Moving the Custom House:
Before Gandon’s Custom House, an earlier one could be found at Essex Quay, more or less at the site of Bono’s Clarence Hotel. Constructed in 1707, it was plagued by numerous problems, including the fact large vessels had difficulty reaching it thanks to the presence of a large reef known as Standfast Dick that proved a nightmare for anyone navigating the Liffey! As Maurice Curtis discusses in his recent history of Temple Bar, other problems included the fact that large vessels often had to use smaller craft , known as ‘lighters’, to unload cargo owing to difficulties in navigating up the Liffey, and the building itself was problematic, with its upper floors discovered to be structurally unsound in the early 1770s.
By 1773, plans were afoot to address the problem, with the powerful Revenue Commissioner John Beresford leading the campaign for a new Custom House to be constructed further eastwards. He proposed a new and enlarged development, though almost immediately the proposals were met by protest. As Joseph Robins notes in his history of the Custom House, “the proposal was opposed by a variety of individuals who feared their interests would be damaged by any shift in the location of commercial activity. Petitions against the project were presented by the merchants, brewers and manufacturers of Dublin, and by the city Corporation, but the government decided in 1774 to go ahead with the move.”
James Gandon arrives in Dublin:
The architect selected for this development was the Londoner James Gandon, grandson of French Huguenot refugees who had fled religious persecution. Gandon had already been awarded the Gold medal for architecture by the Royal Academy in London, and was in considerable demand beyond these shores; the Romanov family had attempted to lure him to St Petersburg around the same time as the Custom House controversy in Dublin.

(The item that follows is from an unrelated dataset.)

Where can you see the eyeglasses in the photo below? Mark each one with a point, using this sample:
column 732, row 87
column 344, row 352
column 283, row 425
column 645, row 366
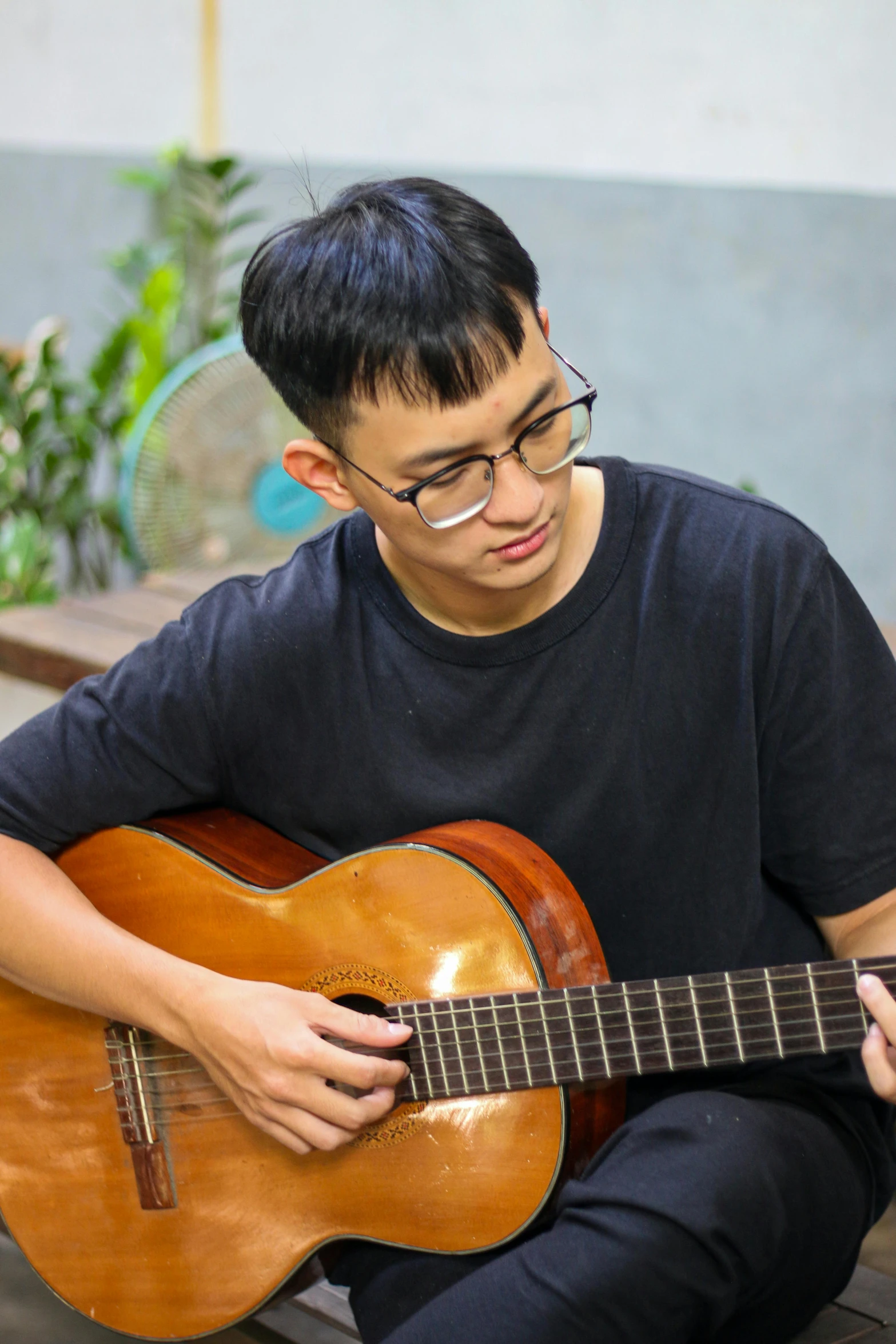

When Gandon arrived in Dublin, he was kept a virtual prisoner by Beresford. His biographer Hugo Duffy has written of the real fear that gripped Beresford, writing that Gandon’s suspicion of the whole project “must have been heightened when he realised the opposition was so violent as to keep Beresford in a state of anxiety lest it became known that the architect had arrived.”
The primary figure that stood between Gandon and the new Custom House was James Napper Tandy, one of the great characters of the Dublin of his day. An ironmonger by trade, Tandy was elected to the City Assembly in 1777 and was a champion of the Dublin poor, not to mention a vocal campaigner against corruption in local politics. Later a founding member of the United Irishmen, many were unkind towards his appearance, with one observer of a political meeting he addressed remembering:
He was the ugliest man I ever gazed on. He had a dark, yellow, truculent-looking countenance, a long drooping nose, rather sharpened at the point, and the muscles of his face formed two cords at each side of it.